A city like no other, Kuala Lumpur mixes cosmopolitan with a huge dose of tradition. Here’s a 12-hour guide to exploring the bustling capital of Malaysia
Kick off where Kuala Lumpur itself began – the bridge at Lebuh Pasar where the Klang and Gombak rivers meet to create an estuary where the first settlement was built. On the one side are colonial British buildings arranged around Independence Square. With domes and arches lending it a quirky humour, the Sultan Abdul Samad building – once a courthouse – is the biggest structure. Across the road, the Tudor-styled Royal Selangor Club, a member’s only social club, still clings to the tradition of being a men’s-only bar.
Cross the bridge into Medan Pasar (Old Market Square) and enjoy a local breakfast of toast, boiled eggs and coffee at one of the kopitiams. The old shop-houses are evocative for their playful Art Deco appearance. After breakfast, walk to Lebuh Pudu to the Sin Sze Si Ya Temple founded in 1864 to find out what the fortune sticks say about your future.
A few steps away sits Central Market. Built in 1888, it’s now a handicraft market selling everything from ornaments to souvenirs, and even keris (traditional Malay daggers).
Cross the road to Petaling Street to explore lanes filled with stalls piled high with clothes and accessories. This is the place to indulge in old-style Chinese snacks like egg tarts and puff pastries. The adjacent and newly-restored Kwai Chai Hong is also a must-visit for its stunning murals and all-round nostalgic feels. For the best curry noodles, make a beeline for Madras Lane.
Read more: KL’s Kwai Chai Hong is a time capsule of Chinatown’s old-world charm
Retrace your steps toward Medan Pasar and head to the Jamek Mosque, built in 1909 with whimsical arcs and loops. Visitors should dress modestly.

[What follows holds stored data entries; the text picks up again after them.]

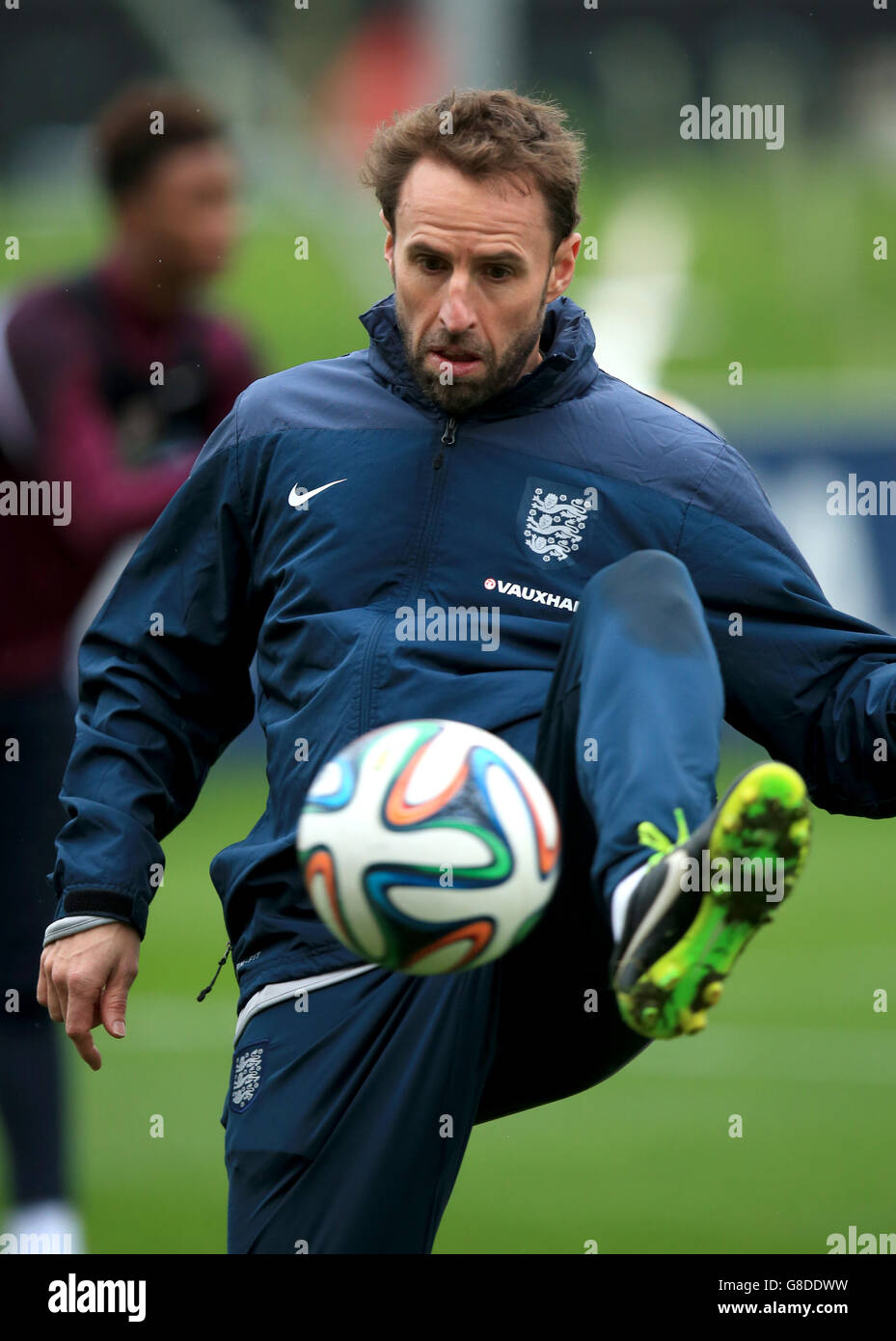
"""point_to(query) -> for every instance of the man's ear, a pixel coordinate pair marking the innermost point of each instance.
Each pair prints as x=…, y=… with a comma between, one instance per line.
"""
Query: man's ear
x=563, y=265
x=390, y=250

Here, you can catch a train to KL’s city center.
Two stops later at Kuala Lumpur City Centre, or KLCC, you’re in skyscraper land. Walk around the park for striking views of the glittering Petronas Twin Towers before checking out the Suria mall at the foot of the towers.
To see KL as a bird does, flit up to the Thirty8 restaurant for an optional food stop in the Grand Hyatt Hotel. Admire the views from the restaurant, or tuck into dishes like sashimi or roast duck.

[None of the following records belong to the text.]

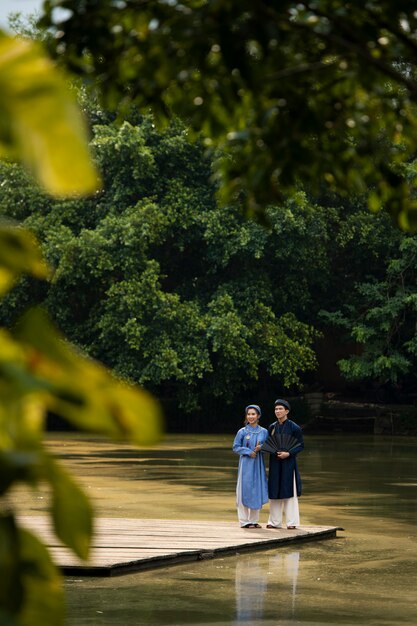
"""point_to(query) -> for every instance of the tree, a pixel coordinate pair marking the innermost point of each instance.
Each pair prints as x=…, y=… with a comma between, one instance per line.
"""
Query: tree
x=173, y=292
x=39, y=370
x=381, y=318
x=321, y=93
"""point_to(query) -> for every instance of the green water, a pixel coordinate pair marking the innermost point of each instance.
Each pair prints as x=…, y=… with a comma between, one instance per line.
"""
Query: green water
x=365, y=484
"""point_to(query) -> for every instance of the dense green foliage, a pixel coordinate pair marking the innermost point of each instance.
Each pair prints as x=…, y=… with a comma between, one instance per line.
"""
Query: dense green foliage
x=191, y=300
x=320, y=92
x=381, y=318
x=152, y=278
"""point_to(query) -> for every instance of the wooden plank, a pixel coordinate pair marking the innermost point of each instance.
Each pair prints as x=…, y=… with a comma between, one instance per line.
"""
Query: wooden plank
x=124, y=545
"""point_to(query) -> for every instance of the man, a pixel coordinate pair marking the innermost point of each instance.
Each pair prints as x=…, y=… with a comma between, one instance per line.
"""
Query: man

Get a cab, and zoom from skyscrapers to wooden houses in five minutes. Kampung Baru was built in the 1880s as a Malay agricultural settlement; today, it remains a rustic village amid the city lights. If you’re still peckish, hunt out hidden stalls to sample Malay street food like mee rebus and nasi lemak.
Hop into a taxi to Jalan Tuanku Abdul Rahman, a road flanked by well-preserved pre-war buildings, to see where the locals shop for textiles and clothing at bargain prices.
Head to KL Tower for 360-degree views of the day turning to dusk.
Pop over to Changkat Bukit Bintang, widely regarded as one of KL’s best nightlife spots and located within easy reach from famous landmarks like Pavilion KL. This narrow strip brims with cocktail bars, pubs and trendy resto-bars (crowd-favourites like Opium KL continue to delight diners for its fusion cuisine and inventive cocktails).
Alternatively, for some delicious local fare, head to Jalan Alor, the city’s famed hawker street. Located just a short walk away from Changkat Bukit Bintang, its slew of hawker stalls and seafood restaurants whipping up everything from juicy barbecued meats, noodles and desserts makes it a popular (and wallet-friendly) supper spot in the Golden Triangle.